Life insurance can be confusing, with so many policies and companies to choose from, but it’s something that everyone should take seriously, especially if you have family members that depend on you financially. The following five life insurance policies are great starting points when considering your options. These will provide you with the financial protection you need and allow you to spend more time with your loved ones in the future.

 

5 Life Insurance Policies You Should Consider


1) Term Life Insurance

If you are young and healthy, term life insurance might be your best bet. With term life insurance, you'll purchase a set amount of coverage for a set period of time — say, 10 years. This is often referred to as pure term, because it provides coverage only for that set time period; there is no cash value and no potential for loans or returns on investment (ROI). At any point during that 10-year period, if you die your beneficiary will receive an agreed upon amount. If you live past that initial 10-year period, however, your policy will expire.


2) Whole Life

This type of life insurance is often considered traditional or plain vanilla. It’s designed to provide permanent coverage and you only pay premiums while you are alive. There are no cash value benefits, but once you stop paying your premiums, your life insurance will stop as well. The rates on whole life insurance can be significantly higher than other types of policies, especially if they come with a guaranteed interest rate or dividend options, so it’s important to shop around for quotes before buying a policy.


3) Universal Life

Universal life insurance is a hybrid policy that combines characteristics of permanent life insurance and term life insurance. Like its name suggests, universal life allows you to build up cash value over time, as long as you make premium payments. When comparing policies, look for terms like cash value and guaranteed interest rate; these indicate whether or not your investment will grow. Cash value can be withdrawn at any time (though some plans come with fees). The downside of a universal life policy is that it tends to have higher premiums than other types of coverage—but in exchange, it’s flexible.


4) Critical Illness

As you get older, it’s important to have a life insurance policy in place in case something unexpected happens. Of course, knowing what type of life insurance is right for you isn’t always easy. If you want to protect your family from a financial burden but don’t know where to start, a critical illness insurance policy might be exactly what you need. This type of life insurance policy pays out if you become sick and unable to work due to a pre-existing condition—even if that illness wasn’t expected. These policies also typically pay out if you die due to an accident or any other sudden cause (e.g., heart attack), which makes them well worth considering.

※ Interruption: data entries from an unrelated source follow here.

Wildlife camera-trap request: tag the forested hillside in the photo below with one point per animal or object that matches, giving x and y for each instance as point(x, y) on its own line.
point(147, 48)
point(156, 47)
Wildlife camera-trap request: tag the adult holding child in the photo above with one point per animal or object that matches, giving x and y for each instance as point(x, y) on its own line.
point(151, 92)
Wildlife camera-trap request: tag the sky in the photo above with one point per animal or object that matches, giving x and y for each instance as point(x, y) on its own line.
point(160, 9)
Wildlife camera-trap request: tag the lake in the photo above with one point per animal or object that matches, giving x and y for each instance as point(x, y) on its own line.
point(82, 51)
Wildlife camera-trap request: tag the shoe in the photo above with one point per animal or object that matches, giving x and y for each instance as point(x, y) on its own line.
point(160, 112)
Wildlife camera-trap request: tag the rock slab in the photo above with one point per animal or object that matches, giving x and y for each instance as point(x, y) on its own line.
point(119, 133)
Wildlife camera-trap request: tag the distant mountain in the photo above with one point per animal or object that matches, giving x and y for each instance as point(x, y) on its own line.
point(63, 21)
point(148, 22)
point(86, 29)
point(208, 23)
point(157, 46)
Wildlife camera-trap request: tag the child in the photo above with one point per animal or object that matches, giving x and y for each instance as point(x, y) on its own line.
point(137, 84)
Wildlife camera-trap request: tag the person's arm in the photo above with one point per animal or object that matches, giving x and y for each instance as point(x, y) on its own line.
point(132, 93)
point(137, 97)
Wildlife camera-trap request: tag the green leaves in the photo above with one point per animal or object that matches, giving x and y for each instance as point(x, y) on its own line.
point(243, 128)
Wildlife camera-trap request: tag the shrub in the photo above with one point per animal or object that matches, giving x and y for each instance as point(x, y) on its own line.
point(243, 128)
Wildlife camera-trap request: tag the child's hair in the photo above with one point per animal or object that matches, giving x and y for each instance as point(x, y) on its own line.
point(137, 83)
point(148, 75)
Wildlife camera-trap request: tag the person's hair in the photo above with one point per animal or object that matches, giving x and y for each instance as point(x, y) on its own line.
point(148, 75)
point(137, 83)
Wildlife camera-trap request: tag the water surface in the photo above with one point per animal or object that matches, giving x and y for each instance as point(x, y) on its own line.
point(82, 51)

5) Small Business Health Plans

Small business health plans aren’t cheap but they’re considerably cheaper than group health insurance for employers. If you have 15 or fewer employees and your employees already have access to other affordable coverage, it’s possible that a small business plan could be a good choice for you. However, keep in mind that small business plans tend to be extremely regulated by states. For example, small businesses often can't use pre-existing conditions as a factor when setting premium prices, which can make it difficult to draw new customers if your rates are higher than similar offerings from competitors who don't have such restrictions.